If you've ever looked around the various blogs, forums, and miscellaneous sights of the interwebs, you are probably familiar with the term "fandex." You are probably also familiar with the fact that most of them, objectively speaking, are absolutely terrible, usually in some combination of useless, underpriced, or bizarrely over-specific. (And sometimes, impressively, all three at once.) In fact, it's often a source of merriment to read through them and laugh at the hilarious attempts at writing a balanced book, as most of them are fantastic failures on that level.

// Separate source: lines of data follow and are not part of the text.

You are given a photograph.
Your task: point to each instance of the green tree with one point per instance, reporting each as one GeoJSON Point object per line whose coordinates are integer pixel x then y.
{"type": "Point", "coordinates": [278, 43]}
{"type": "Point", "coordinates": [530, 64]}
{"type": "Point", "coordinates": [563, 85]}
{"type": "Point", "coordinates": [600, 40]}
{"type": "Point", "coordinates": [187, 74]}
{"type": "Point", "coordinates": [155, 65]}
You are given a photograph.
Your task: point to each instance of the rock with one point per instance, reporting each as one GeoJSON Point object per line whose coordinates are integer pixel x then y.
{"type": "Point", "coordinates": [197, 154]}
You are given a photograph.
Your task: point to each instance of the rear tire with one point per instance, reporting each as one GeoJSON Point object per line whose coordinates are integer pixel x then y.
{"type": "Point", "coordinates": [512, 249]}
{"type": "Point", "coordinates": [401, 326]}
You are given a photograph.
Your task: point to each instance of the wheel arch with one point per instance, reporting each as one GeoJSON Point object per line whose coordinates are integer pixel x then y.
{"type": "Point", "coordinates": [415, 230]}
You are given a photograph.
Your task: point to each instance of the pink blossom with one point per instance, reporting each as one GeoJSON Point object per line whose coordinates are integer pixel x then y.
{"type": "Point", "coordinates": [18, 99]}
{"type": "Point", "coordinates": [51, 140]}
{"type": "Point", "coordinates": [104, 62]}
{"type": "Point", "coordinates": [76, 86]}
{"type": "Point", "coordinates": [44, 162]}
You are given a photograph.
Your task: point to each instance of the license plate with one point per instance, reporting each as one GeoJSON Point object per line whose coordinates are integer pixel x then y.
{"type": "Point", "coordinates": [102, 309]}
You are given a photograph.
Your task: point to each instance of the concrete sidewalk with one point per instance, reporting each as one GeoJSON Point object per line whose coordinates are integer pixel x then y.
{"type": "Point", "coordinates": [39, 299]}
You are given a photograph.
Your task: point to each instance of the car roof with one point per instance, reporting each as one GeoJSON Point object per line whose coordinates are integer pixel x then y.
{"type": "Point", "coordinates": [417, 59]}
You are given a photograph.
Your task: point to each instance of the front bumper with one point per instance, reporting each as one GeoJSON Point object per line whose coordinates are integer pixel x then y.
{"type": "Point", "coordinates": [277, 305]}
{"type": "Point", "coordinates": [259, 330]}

However, they aren't failures because their authors are stupid, or bad at the game, or because they didn't put work into them; most commonly, they are simple victims of the fact that game design is
hard, and getting things right is no easy task.
It is a pathetically easy feat to look at a book well after it has come out, after thousands of people have analyzed and tested and examined it to find the best units and builds and point out what is wrong with it. It's so
OBVIOUS that Purifiers are undercosted, only a big dumb idiot like Matt Ward could've thought otherwise!
Of course Long Fangs and Grey Hunters are too good, how could they possibly be otherwise? Etc. But all of these accusations of incompetence on the part of the designers deny the fact that even very, very small changes to a game's (or army's) rules can have major, lasting consequences on how it functions.